O parlamentar começou sua fala revelando que a Bahia se destacou como o estado do Brasil que mais avançou no acesso ao saneamento básico, de acordo com a Pesquisa Nacional por Amostra de Domicílio (PNAD) Contínua, publicada pelo Instituto Brasileiro de Geografia e Estatística (IBGE), na última sexta-feira (22).

“E, com base nessa pesquisa, o Instituto Trata Brasil concluiu, mais uma vez, que o município de Vitória da Conquista, a minha cidade, o meu município se destacou como o município de maior saneamento básico do Norte e Nordeste do país. Um fato que deve ser destacado, que deve ser, realmente, elogiado porque é resultado de investimentos dos governos do Partido dos Trabalhadores no âmbito nacional, estadual e municipal”, revelou o parlamentar.

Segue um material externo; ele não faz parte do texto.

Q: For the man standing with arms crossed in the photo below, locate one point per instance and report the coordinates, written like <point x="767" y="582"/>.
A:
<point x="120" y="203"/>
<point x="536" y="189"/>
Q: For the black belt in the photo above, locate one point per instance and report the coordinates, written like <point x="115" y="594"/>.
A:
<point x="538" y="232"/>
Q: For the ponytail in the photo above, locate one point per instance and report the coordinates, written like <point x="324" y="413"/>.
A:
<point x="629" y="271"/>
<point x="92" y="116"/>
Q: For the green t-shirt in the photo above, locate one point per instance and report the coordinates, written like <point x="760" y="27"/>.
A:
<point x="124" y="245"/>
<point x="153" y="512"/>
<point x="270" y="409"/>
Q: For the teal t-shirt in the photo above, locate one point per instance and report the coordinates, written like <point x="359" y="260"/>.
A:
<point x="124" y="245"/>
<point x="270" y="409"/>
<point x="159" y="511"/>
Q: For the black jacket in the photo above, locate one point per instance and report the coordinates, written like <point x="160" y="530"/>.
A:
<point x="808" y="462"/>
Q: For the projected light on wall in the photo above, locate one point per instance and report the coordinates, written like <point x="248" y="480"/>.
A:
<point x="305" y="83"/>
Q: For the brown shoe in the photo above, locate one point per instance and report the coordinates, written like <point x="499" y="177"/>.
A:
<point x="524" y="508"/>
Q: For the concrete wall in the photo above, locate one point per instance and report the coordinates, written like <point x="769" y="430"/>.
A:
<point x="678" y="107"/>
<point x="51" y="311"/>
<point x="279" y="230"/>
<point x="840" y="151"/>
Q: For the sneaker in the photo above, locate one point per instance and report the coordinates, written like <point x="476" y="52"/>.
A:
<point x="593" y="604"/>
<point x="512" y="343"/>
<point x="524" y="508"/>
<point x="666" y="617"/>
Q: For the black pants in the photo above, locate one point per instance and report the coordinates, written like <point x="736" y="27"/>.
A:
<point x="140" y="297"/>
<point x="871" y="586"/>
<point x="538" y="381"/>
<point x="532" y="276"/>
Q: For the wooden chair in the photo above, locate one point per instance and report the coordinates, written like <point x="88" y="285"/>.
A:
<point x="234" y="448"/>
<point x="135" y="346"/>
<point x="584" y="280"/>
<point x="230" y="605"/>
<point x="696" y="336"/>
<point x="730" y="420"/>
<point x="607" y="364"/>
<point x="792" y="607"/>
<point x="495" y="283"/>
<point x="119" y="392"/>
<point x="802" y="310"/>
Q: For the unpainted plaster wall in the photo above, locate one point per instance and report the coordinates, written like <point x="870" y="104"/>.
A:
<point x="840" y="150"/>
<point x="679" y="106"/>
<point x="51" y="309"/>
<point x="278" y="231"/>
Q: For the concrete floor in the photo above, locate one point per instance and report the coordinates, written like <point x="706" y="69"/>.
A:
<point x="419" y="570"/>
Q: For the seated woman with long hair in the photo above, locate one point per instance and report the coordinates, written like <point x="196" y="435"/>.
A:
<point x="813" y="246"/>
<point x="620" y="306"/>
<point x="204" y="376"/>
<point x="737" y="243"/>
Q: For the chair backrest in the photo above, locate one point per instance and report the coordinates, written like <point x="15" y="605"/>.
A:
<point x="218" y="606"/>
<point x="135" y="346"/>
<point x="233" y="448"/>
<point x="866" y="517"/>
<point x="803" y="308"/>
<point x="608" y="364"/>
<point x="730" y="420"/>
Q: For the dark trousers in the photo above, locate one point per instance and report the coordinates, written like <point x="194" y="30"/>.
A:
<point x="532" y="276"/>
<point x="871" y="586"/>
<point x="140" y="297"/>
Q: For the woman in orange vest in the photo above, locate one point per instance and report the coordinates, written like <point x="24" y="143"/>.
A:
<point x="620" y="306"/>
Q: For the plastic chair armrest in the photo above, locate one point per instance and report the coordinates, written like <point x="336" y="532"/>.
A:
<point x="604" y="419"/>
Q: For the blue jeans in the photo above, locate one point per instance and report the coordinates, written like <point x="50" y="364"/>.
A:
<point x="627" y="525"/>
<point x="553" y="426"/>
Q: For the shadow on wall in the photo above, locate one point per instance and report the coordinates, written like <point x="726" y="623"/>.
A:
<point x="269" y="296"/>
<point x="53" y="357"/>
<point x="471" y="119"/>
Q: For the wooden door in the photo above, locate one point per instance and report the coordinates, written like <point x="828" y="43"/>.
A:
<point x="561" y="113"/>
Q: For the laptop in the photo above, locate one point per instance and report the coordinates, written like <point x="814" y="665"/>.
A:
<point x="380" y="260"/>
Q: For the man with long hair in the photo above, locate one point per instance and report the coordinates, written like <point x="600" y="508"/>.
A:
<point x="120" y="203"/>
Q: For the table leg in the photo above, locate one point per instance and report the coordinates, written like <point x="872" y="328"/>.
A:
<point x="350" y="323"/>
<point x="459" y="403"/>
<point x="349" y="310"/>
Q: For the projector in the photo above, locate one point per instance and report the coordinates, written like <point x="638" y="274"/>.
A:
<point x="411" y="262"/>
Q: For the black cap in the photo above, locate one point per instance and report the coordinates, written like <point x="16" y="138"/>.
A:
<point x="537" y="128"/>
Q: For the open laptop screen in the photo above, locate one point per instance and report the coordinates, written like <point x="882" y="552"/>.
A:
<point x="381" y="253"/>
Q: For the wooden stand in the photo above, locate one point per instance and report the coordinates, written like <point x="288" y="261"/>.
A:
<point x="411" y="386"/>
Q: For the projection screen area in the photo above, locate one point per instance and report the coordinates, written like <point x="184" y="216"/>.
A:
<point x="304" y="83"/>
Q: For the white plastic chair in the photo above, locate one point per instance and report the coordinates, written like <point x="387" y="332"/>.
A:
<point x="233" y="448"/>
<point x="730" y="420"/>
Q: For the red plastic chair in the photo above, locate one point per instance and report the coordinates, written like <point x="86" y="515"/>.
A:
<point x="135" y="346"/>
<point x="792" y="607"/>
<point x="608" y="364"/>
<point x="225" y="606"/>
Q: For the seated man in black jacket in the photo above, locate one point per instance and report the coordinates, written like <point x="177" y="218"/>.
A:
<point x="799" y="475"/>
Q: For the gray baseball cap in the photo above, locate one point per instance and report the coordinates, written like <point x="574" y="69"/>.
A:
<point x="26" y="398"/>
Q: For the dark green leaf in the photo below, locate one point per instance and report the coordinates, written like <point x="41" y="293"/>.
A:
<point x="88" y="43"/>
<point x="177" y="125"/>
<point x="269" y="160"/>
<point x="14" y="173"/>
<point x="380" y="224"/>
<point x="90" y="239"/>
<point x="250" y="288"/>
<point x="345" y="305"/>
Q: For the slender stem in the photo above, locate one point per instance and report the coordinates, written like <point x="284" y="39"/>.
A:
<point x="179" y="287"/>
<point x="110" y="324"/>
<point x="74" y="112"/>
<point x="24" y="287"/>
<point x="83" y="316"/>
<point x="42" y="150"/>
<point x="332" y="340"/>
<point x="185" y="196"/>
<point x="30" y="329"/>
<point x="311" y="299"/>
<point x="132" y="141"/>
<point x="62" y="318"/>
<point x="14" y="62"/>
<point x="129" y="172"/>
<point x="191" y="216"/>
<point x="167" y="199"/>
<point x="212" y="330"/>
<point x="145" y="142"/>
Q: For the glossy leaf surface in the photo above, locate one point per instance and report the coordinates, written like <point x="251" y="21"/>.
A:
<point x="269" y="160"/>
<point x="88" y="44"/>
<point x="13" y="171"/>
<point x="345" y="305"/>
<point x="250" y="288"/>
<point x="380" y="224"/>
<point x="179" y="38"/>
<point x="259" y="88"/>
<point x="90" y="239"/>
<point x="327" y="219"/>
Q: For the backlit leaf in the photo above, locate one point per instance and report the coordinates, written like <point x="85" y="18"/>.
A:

Waldenor destacou ainda que “foi na administração do prefeito José Raimundo Fontes que o presidente Lula decidiu pela liberação de recursos para a realização deste extraordinário investimento que hoje permite à cidade ostentar índice de 96,8% de cobertura de água e, no esgotamento sanitário, 83,25% dos domicílios são atendidos, número que chega a 92% na zona urbana”.

O parlamentar enfatizou que os números de Vitória da Conquista são sempre superiores à média nacional e parabenizou o Governo da Bahia e a Embasa pelo importante feito alcançado.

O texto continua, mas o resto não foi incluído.